Nacido para heredar

La Voz

GALICIA

26 ene 2012 . Actualizado a las 14:58 h.

Aunque, para evitar parecidos con su padre, prefiere que lo llamen Manuel Baltar, en su carné de identidad su nombre es José Manuel Baltar Blanco. Ese apellido, con el que nació hace 44 años, le ha abierto todas las puertas, pero también ha levantado suspicacias sobre su verdadera valía para el ejercicio de la política. Él, cada vez que se le pone en duda, saca a relucir su currículo, que incluye una licenciatura en Derecho, varios másteres y su experiencia profesional como funcionario de la Xunta. Le gusta especialmente recordar que él fue el número uno en sus oposiciones.

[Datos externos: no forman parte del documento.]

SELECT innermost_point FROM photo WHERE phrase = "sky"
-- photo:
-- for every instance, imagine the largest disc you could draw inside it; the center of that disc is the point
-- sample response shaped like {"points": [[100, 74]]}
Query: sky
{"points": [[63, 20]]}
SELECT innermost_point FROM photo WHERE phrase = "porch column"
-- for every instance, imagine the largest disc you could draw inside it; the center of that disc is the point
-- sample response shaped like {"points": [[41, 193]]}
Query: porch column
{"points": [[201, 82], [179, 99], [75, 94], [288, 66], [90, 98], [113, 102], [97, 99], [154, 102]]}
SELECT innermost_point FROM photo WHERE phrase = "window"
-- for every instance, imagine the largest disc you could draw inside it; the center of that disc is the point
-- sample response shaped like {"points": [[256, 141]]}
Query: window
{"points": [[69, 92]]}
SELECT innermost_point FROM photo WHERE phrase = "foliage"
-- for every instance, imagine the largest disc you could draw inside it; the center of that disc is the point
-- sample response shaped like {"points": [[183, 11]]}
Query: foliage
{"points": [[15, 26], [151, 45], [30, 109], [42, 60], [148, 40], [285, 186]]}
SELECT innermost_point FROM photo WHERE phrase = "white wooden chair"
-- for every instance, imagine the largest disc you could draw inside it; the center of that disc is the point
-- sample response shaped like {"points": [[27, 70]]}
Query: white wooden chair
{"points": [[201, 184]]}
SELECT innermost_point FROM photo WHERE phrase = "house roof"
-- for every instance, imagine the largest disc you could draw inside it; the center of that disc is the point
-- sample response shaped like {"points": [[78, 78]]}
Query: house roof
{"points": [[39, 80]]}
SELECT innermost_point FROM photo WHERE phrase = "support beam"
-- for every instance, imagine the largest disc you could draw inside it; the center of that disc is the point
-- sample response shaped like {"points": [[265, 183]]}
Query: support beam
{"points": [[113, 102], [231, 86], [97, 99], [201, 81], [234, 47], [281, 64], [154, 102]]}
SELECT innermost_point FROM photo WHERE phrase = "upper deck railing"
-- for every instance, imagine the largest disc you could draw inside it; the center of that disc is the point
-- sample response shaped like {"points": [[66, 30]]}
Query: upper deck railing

Su salto a lo política llegó en el año 1998, cuando fue nombrado delegado en Ourense de la Consellería de Agricultura. Tras un frustrado paso por la presidencia del Club Ourense Baloncesto, que se financiaba casi exclusivamente con las ayudas de la Diputación que presidía su padre, el verdadero punto de inflexión en su carrera política fue su ingreso como diputado autonómico en el Parlamento gallego en el 2001. La intención inicial de su padre era foguearlo para, más tarde, convertirlo en conselleiro, pero el gran valedor de la familia Baltar en los Gobiernos de Fraga, Xosé Cuíña, tuvo otros problemas de los que preocuparse, sobre todo tras la catástrofe del Prestige.

La Diputación, segundo plato

Así las cosas, José Manuel Baltar tuvo que conformarse con la Diputación de Ourense. De hecho, la operación para suceder a su padre lleva años preparada. Desde las elecciones municipales del 2003, en todas las convocatorias figuraba como suplente a diputado provincial. Fue en esa época cuando, en una entrevista a La Voz, dejó para la historia una de sus frases más célebres: «Haré lo que diga mi padre».